← Prev: Innovation Week Awards for LOG.. Next: Acceleration across discipline.. →


Getting your data from RDS Classic to Artemis

Getting your data from RDS Classic to Artemis

I recently had a question from a researcher trying to get a whole bunch of data off of RDS Classic, and onto Artemis HPC. Since we don’t really cover this in the Introduction to Data Transfer Queue and RDS course, I thought it would be the perfect topic for a new Blog post!

Like oil and water..

Anyone who has ever tried to use Artemis HPC with data stored on RDS Classic has probably discovered that Artemis and RDS Classic just don’t mix.
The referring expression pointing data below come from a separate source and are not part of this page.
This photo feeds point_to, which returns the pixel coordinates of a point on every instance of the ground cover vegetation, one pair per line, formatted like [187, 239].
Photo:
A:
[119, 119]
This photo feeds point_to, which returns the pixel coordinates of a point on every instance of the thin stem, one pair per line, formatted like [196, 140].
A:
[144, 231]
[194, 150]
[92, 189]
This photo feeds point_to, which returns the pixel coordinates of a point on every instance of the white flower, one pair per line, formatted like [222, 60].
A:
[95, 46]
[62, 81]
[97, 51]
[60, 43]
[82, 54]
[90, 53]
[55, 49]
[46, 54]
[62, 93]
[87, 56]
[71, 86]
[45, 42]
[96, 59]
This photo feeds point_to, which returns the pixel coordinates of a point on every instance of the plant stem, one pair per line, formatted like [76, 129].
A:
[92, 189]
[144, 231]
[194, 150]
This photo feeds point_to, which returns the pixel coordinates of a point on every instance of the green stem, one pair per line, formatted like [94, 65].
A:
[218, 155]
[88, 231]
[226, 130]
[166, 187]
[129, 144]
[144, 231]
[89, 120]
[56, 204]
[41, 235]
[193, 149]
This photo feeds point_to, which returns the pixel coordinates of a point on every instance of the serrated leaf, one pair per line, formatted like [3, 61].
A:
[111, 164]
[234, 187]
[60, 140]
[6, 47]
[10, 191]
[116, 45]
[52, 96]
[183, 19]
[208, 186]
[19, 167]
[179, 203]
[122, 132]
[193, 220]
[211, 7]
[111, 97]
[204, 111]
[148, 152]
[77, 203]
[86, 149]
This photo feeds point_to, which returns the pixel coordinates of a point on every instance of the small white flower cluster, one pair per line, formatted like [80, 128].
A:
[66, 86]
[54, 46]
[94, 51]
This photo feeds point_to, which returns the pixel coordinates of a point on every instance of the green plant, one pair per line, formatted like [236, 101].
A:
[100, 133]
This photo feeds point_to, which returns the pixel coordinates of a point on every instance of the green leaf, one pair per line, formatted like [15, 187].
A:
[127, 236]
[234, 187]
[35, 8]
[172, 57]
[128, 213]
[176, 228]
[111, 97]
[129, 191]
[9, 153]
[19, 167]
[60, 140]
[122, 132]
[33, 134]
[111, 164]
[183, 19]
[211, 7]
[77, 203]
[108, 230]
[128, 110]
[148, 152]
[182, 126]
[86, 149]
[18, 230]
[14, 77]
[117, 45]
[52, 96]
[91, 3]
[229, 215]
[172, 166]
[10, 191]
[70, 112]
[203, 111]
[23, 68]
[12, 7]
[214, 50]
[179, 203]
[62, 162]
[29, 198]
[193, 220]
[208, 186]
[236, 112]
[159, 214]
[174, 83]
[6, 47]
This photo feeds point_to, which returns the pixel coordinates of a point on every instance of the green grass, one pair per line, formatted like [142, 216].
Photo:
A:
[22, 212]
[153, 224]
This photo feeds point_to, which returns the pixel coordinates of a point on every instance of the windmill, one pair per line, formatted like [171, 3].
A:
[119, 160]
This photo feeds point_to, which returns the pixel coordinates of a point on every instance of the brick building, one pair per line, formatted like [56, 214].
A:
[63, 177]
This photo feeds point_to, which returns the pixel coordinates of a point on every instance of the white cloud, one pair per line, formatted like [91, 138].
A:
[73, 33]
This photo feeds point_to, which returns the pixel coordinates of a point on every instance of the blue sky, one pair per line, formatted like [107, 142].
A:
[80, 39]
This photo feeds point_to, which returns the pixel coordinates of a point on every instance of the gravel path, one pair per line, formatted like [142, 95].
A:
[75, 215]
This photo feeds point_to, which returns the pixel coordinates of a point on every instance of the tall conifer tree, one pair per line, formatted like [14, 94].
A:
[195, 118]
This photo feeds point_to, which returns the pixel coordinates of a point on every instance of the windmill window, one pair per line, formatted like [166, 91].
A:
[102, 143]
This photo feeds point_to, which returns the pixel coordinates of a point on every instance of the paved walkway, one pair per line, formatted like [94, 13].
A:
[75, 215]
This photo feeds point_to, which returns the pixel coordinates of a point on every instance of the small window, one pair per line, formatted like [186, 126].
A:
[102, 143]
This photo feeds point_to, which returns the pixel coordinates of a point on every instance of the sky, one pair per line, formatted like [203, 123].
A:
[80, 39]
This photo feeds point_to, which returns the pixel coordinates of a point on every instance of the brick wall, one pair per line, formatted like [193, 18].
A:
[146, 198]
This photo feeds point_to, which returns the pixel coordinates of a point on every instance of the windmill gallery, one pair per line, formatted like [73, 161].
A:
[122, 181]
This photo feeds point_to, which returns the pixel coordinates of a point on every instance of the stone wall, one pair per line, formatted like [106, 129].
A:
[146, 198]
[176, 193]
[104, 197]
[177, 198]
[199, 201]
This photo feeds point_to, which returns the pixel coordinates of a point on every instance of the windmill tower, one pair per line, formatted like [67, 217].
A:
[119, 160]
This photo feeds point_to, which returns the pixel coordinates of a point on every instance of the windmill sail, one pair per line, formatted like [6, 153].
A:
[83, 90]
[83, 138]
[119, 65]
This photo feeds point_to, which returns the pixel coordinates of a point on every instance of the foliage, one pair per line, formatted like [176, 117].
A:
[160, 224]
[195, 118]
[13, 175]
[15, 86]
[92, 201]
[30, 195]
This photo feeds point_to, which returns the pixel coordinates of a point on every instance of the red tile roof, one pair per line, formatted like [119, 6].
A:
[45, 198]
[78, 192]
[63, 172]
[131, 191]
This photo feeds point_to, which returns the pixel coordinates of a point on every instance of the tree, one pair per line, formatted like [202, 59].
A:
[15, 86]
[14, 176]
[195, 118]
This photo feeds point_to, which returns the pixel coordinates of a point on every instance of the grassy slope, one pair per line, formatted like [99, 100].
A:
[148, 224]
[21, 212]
The reason is simple: Artemis is a Linux computing cluster, RDS Classic is a Windows-based file store, and Linux and Windows aren’t really friends.

This is not a problem that most researchers should be having: When you sign up for a Research Data Management Plan (dashR) with Artemis HPC access, you will be given data storage on RCOS, the Research Computing Optimised Storage. RCOS is the University’s Linux-based data store, which connects seamlessly to Artemis.

The issue arises when research groups have existing data they might never have intended to use on HPC, and this data is on RDS Classic, but now they would like to process this data on Artemis.1

The solution: smbclient

smbclient is a Linux command-line tool for connecting to samba (ie Windows) file shares. It works much like any other secure file transfer protocol (SFTP) software. On the command line, this generally means that it will connect you to the host file-server and leave you at a command prompt. For example:

[jdar4135@login3 ~]$ smbclient //research-data.shared.sydney.edu.au/RDS-01/ -W SHARED
Enter jdar4135's password:
Domain=[SHARED] OS=[Unix] Server=[FluidFS]
smb: \>

From that smb: > prompt, I can then execute the regular Unix-style commands such as ls, cd, pwd, etc. Most command-line SFTP programs also let you execute those commands on your local computer as well, by appending an ‘!’ or the letter ‘l’ before them: so !ls, !cd, !pwd, etc. NB also that we needed to specify a user domain, or workgroup when connecting, using flag ‘-W’ — your domain may be different on different file shares.

More to the point, you can then transfer files back and forth with SFTP’s standard put and get commands, which will grab or drop files to or from the local or host, at wherever you happen to be in each filesystem.

Transferring big data

So far so good, but not so helpful if you need to transfer hundreds or thousands of files. If you simply need to grab everything from a folder, you’re in luck:

smb: \> prompt off; recurse on; mget *

In these simple commands, we have asked smbclient not to prompt us before each file transfer; told it to recurse through subdirectories to operate on all files in the directory tree; and then used mget to grab multiple files at once, selecting everything (‘*‘). Or swap in mput to transfer back. But don’t forget to change into the right directories at each end beforehand!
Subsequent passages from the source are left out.